Limitations The data source for this study is a single physician group. Although the study population comprised patients treated by a relatively large number of providers in more than 30 academic and community-based clinics with unique structures and environments, only one healthcare organization is represented. This is ideal for controlling for variation in regional and organizational characteristics, but the setting may not easily generalize to patients with other chronic illnesses or with other sociodemographic characteristics.

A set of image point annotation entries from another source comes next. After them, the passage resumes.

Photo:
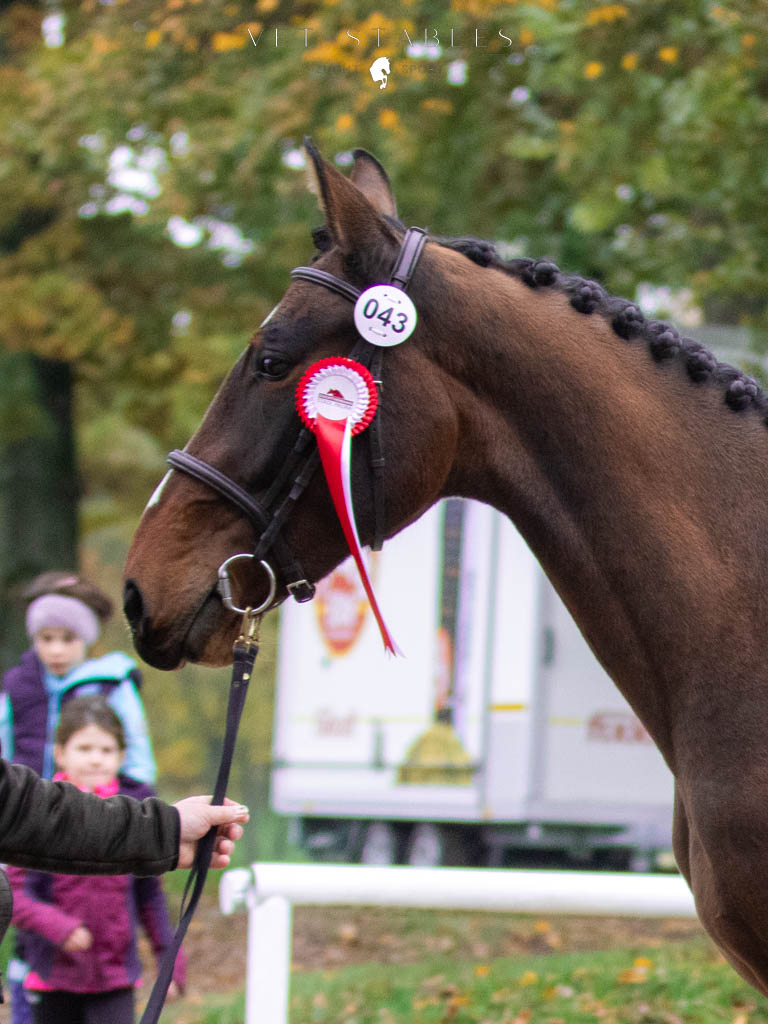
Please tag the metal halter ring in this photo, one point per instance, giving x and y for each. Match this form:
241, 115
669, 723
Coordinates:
225, 589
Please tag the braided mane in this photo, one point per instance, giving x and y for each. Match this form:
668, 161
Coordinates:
629, 322
665, 341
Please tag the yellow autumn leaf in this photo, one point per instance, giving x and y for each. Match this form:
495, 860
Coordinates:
633, 976
388, 119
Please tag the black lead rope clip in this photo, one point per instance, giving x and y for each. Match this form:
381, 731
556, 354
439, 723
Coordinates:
244, 657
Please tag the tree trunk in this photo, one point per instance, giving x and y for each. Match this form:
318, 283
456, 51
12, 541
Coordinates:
39, 488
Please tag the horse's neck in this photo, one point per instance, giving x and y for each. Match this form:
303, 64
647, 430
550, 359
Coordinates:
640, 493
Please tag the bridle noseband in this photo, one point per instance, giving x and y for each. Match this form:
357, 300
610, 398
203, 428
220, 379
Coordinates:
269, 513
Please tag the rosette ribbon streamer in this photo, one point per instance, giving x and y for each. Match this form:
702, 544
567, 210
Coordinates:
337, 399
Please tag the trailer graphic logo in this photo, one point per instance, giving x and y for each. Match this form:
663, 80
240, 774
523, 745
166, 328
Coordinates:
341, 607
380, 72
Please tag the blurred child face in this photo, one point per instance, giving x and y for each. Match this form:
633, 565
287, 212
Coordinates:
90, 757
59, 649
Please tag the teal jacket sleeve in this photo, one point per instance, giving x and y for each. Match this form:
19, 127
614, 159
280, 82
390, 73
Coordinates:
139, 760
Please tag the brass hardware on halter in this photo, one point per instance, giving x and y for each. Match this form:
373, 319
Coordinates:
250, 629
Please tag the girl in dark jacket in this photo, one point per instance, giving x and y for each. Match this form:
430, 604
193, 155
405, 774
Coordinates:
81, 934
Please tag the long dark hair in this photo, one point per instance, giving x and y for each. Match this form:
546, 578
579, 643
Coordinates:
81, 712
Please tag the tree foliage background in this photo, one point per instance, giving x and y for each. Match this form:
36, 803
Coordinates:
152, 198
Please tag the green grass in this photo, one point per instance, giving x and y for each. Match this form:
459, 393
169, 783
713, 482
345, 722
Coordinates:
680, 983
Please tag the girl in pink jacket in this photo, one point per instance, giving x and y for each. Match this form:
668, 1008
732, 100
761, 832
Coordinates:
80, 933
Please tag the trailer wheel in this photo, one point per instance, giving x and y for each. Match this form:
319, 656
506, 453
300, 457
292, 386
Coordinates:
379, 844
433, 846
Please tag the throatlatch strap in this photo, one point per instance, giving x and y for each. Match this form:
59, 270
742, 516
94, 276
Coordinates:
242, 670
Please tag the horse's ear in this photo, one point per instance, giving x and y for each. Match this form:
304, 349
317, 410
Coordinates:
373, 181
352, 218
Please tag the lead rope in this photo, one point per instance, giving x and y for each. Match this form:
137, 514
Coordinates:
245, 651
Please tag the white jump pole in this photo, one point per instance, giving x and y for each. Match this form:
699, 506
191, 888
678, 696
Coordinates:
269, 890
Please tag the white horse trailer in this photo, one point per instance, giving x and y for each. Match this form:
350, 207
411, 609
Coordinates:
497, 731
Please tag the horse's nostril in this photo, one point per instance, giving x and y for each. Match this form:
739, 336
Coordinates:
133, 604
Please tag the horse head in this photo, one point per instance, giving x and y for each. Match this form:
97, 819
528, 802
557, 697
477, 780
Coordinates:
251, 427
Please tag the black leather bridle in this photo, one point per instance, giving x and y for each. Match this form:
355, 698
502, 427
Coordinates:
269, 513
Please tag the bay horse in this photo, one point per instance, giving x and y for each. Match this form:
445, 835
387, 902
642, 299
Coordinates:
634, 464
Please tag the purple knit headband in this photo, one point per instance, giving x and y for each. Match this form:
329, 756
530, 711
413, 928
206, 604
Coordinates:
52, 610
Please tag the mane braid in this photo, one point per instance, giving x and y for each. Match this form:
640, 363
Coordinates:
628, 321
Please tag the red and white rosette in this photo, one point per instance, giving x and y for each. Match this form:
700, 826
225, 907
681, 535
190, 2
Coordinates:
336, 399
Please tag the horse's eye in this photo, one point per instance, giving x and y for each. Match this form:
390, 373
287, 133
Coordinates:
272, 368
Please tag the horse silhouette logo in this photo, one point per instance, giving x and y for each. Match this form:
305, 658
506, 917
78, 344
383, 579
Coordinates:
380, 71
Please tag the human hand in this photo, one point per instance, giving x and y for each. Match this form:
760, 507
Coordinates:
78, 941
198, 816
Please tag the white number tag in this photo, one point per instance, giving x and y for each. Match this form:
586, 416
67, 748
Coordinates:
385, 315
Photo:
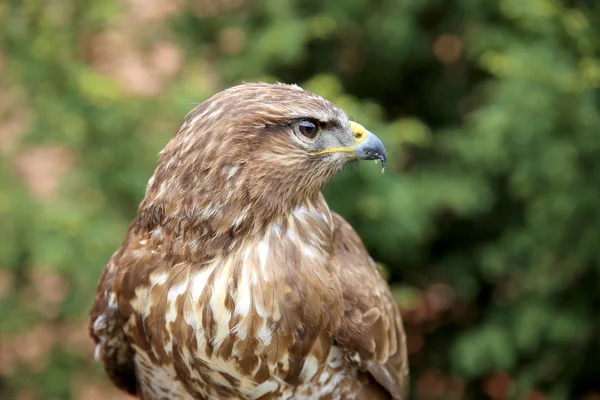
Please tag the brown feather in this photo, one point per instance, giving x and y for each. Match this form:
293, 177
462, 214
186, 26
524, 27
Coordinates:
235, 280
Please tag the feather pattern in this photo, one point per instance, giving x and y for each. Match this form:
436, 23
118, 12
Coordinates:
235, 280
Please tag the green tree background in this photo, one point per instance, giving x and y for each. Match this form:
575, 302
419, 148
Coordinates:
487, 220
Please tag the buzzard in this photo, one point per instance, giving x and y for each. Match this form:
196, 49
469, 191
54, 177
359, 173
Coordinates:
235, 279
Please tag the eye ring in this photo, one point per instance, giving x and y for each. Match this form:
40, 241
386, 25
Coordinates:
308, 129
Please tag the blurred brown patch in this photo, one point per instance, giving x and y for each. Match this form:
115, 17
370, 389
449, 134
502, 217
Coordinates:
32, 347
447, 48
414, 342
41, 168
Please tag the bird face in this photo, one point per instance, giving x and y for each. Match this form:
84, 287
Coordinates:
351, 140
270, 144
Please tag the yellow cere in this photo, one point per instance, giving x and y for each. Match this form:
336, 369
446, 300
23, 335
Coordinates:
360, 135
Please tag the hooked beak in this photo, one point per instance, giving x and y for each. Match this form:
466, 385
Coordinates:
366, 146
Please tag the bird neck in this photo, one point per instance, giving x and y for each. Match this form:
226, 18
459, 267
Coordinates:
198, 227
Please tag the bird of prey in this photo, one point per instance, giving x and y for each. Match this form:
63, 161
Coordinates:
235, 280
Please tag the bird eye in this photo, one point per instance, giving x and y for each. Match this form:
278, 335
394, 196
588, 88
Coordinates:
308, 129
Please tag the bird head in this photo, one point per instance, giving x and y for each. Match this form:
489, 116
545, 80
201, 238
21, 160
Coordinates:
269, 146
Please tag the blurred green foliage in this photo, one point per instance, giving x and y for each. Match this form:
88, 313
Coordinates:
487, 220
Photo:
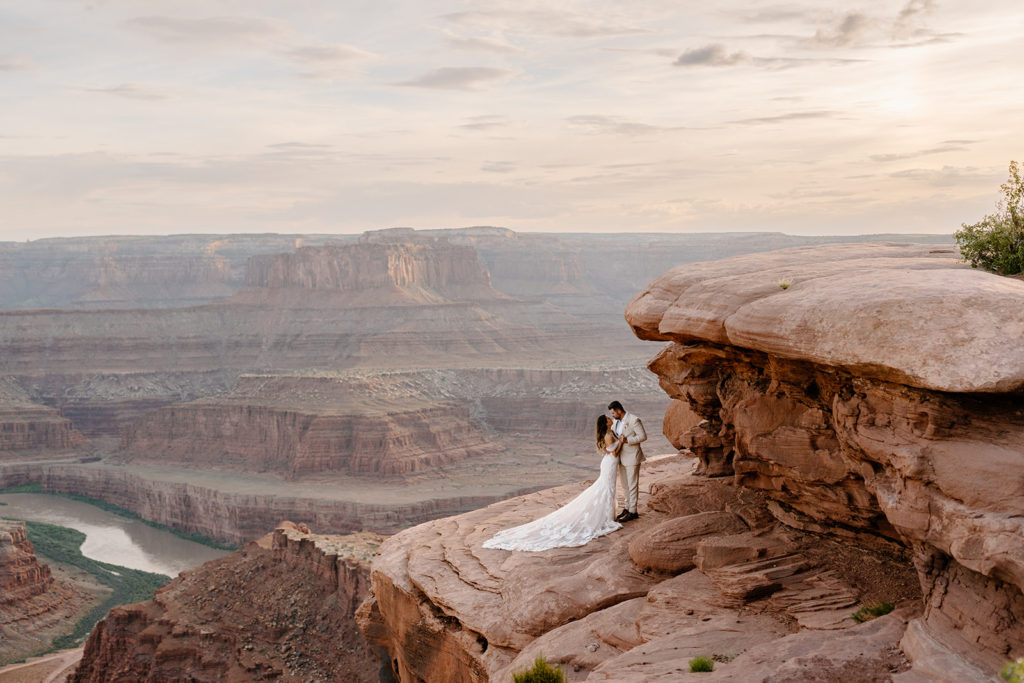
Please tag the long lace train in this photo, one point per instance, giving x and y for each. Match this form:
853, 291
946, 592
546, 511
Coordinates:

Second, PA and NP supplemental roles for each panel are a composite value of all PAs and NPs serving on a panel. Infrequently, multiple PAs and NPs provided supplemental care to a panel. In these situations, we were unable to determine their individual roles, which may vary. In an era focused on redesigning the structure of primary care to improve care for patients with chronic illness, incorporating PAs and NPs on primary care teams is a common strategy.15,41–43 The results of this study suggest that PAs and NPs perform a wide variety of roles that could potentially be designed to reflect organizational goals and the needs of the patient population. Although this new evidence addressing flexibility should be considered encouraging, conclusions about the appropriateness of one role over another are premature. Effective use of PAs and NPs on primary care teams will remain elusive until the roles of PAs and NPs are defined relative to the full scope of patients served in primary care, and their effect on organizational and patient outcomes, including job turnover, provider satisfaction, and quality of care, is evaluated.